Feral cat ready to pounce
Image: Daryl Panther
Female cats can reproduce at 10-12 months of age, with males reaching maturity at about one year. Longer breeding periods have been noted in drier, warmer areas compared to cooler wetter places.
Cats produce up to three litters a year (65 days gestation) averaging four kittens per litter. Kittens are weak hunters and can take up to six months to become independent.
Female feral cats are likely to reproduce for all of their adult lives. This high reproductive ability keeps populations growing, despite the high death rates of young. Feral cat populations are self-sustaining and do not need recruitment from the domestic population to maintain their numbers.
The eradication of feral cats from the main island of Tasmania is currently unfeasible due to expense, lack of effective large-scale techniques, lack of specific legislation and continual recruitment from domestic cat community. Eradication may be possible in small areas and barrier fencing, combined with eradication inside the fences, has proven effective in protecting wildlife and reintroductions of endangered species.
Conventional control techniques of trapping and hunting have been successful in eradicating feral cats from some offshore islands around Australia. In 1985 the first cat eradication program commenced on Macquarie Island with the last recorded cat destroyed in June 2000 and the eradication effort declared completed in 2002.

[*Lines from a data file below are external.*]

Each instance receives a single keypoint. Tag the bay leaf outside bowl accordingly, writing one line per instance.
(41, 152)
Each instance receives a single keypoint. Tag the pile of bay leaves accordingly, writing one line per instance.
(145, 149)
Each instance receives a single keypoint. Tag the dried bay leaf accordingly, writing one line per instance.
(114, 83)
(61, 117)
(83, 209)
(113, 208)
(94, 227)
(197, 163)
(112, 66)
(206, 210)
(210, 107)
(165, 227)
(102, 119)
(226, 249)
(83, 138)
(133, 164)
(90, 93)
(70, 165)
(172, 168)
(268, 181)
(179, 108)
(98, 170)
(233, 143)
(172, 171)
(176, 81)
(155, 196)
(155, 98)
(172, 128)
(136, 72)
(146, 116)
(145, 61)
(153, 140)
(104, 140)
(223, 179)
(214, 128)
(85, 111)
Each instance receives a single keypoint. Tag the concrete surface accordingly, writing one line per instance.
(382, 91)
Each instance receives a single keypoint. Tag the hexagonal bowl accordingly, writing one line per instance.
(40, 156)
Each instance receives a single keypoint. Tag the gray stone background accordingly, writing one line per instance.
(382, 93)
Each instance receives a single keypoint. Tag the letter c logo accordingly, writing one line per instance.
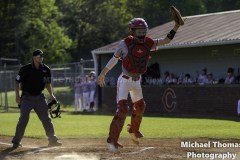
(169, 99)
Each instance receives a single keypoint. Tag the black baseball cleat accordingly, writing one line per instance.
(54, 143)
(16, 145)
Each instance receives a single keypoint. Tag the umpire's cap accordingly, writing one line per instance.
(37, 52)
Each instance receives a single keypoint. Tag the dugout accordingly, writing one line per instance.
(209, 40)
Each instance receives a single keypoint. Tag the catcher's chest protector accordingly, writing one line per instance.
(138, 55)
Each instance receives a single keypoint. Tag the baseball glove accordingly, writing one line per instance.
(176, 15)
(54, 109)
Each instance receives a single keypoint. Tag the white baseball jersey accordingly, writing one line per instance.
(125, 86)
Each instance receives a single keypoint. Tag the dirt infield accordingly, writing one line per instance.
(84, 149)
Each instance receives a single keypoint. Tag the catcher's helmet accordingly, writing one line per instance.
(138, 28)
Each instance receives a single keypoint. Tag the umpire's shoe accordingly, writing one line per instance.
(113, 147)
(134, 136)
(16, 145)
(54, 143)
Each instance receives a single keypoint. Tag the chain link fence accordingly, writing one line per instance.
(63, 78)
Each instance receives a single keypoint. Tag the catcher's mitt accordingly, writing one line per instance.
(176, 15)
(54, 109)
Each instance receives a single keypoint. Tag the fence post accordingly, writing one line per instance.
(5, 86)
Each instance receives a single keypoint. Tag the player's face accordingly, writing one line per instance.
(140, 34)
(38, 58)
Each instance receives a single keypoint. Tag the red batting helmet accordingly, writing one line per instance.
(138, 28)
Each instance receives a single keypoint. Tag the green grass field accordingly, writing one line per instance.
(96, 126)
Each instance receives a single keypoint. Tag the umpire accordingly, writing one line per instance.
(34, 77)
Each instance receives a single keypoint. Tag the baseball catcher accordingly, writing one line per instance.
(134, 51)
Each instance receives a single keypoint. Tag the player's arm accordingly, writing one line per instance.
(17, 85)
(17, 88)
(49, 86)
(50, 91)
(177, 17)
(169, 36)
(111, 63)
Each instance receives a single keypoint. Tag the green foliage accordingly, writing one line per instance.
(33, 24)
(67, 30)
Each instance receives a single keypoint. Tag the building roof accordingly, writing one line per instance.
(199, 30)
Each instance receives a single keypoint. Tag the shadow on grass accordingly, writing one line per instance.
(157, 115)
(11, 151)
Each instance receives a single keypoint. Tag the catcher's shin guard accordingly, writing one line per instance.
(118, 122)
(136, 118)
(91, 104)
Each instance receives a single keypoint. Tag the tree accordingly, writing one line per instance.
(33, 24)
(92, 24)
(156, 12)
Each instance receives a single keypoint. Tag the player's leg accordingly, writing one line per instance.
(84, 107)
(41, 109)
(76, 102)
(137, 112)
(25, 109)
(120, 115)
(92, 93)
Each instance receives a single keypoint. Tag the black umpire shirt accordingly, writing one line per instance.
(33, 80)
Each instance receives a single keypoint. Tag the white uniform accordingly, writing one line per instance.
(85, 92)
(78, 95)
(92, 85)
(124, 86)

In Tasmania, the Cat Management Act 2009
allows primary producers, and people working on their behalf, to trap, seize or humanely destroy any cat found on rural land where livestock are grazed. On other private land that is more than 1 km from a place of residence, a person can trap, seize or humanely destroy a cat. Cats found on any private land, including rural and remote areas, may be returned to their owners or taken to a Cat Management Facility so that the owner can be contacted.
Any effective, long-term suppression of feral cat numbers and impacts will likely require a change in public attitudes to cat ownership.
Did you know?
Feral cats are carnivores and can survive with limited access to water, as they use moisture from their prey.
For advice on feral cat management in Tasmania, contact the Invasive Species Branch on 03 6165 3777, or visit our Responsible Cat Ownership in Tasmania website.
The PestSmart Connect Toolkit provides information and guidance on best-practice invasive animal management on several key vertebrate pest species including rabbits, foxes, feral pigs and feral cats.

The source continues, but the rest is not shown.